As of last Friday, my exams are over.

I know that first year 'doesn't count' and that at school they used to tell us that the step up to Sixth Form is harder than the step up to first year, but I have never worked harder in my life. I have never been one of those annoying motivated cunts who is just able to drum up the effort from seemingly nowhere to put in the preparation for exams, but for the past month or so I was exactly that.

I estimated a while back that I did about 20 hours revision for my A Level end of year exams. This is bearing in mind that 2/3 of them did not have January modules and were my entire year in one horrific sitting. I must have done at least 6 times that for these bad-boys. English, I didn't revise at all. It was hard to revise English because all you can really do is learn quotes, but my memory for those kind of things is, thankfully, awesome and there wasn't much additional memorising I needed to do. And I've never been a 'past paper' guy either; I think it's because if I struggle doing a past paper I'll just terrify myself ahead of the exam. In Year 12 I remember before my English exam I handed in a half-arsed past paper essay effort to my English teacher in the morning, she pointed out the obvious that it wasn't great, and then realising I couldn't revise at all at school I went into a fit of crazy and ran home, but my mum was out and I didn't have my keys so ended up waiting outside my house for half an hour. Eventually I got inside and chilled out for a bit, then did some work. That was my exam preparation, and as shambolic as it was I got the highest mark in the year for that exam so I must have found calm somewhere.

Geography I revised most for, I think. I know a lot of people, including myself, take the piss out of Geography but there's a lot of subject matter to cram in your brain which meant I had to do a lot more work to prepare for it. In both Years 12 and 13 I revised by going through the entire year in one day, which basically involved typing up the textbook and then committing it to memory. 

Everyone looks back at SATS and says they were easy, then everyone looks back at GCSEs and says they were easy and now I'm looking back at A-Levels, thinking how considerably easier they were. 12 hour shifts were never a daily thing for me before, but the sheer amount of stuff I had to know and the sheer amount of stuff that my brain needed serious effort to understand made them necessary. I was working 6-12 hours for a month just to pass these things.
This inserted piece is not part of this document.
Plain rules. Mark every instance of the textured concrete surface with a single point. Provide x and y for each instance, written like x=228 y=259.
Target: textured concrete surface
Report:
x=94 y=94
One evening before my Public Law exam I was going through these flash cards (never done that before either) outlining what different provisions of the PACE Act did and I was so mentally exhausted my mind couldn't combine the effort of putting the cards down the right way round. I was learning 200 cases to heart per exam, and I still look at certain names of people or companies and immediately my mind connects them with the case and goes through the facts, only these names are a completely different context. 

This is really fucking hard. I've never been worked like this before and I've finally found that cut-off point where natural talent and bullshit won't carry me through any longer. Everyone finds it, and for me it's here. But I'll be gladder for putting myself through all of this if I can come through it unscathed; a stronger man, an even more pretentious lawyer. Jeff Winger never had to put up with this shit.

And now, I'm bored because there's nothing to do. I've already started reading for next year. But being able to lie-in is a godsend, and I'm slowly sleeping off those working hours.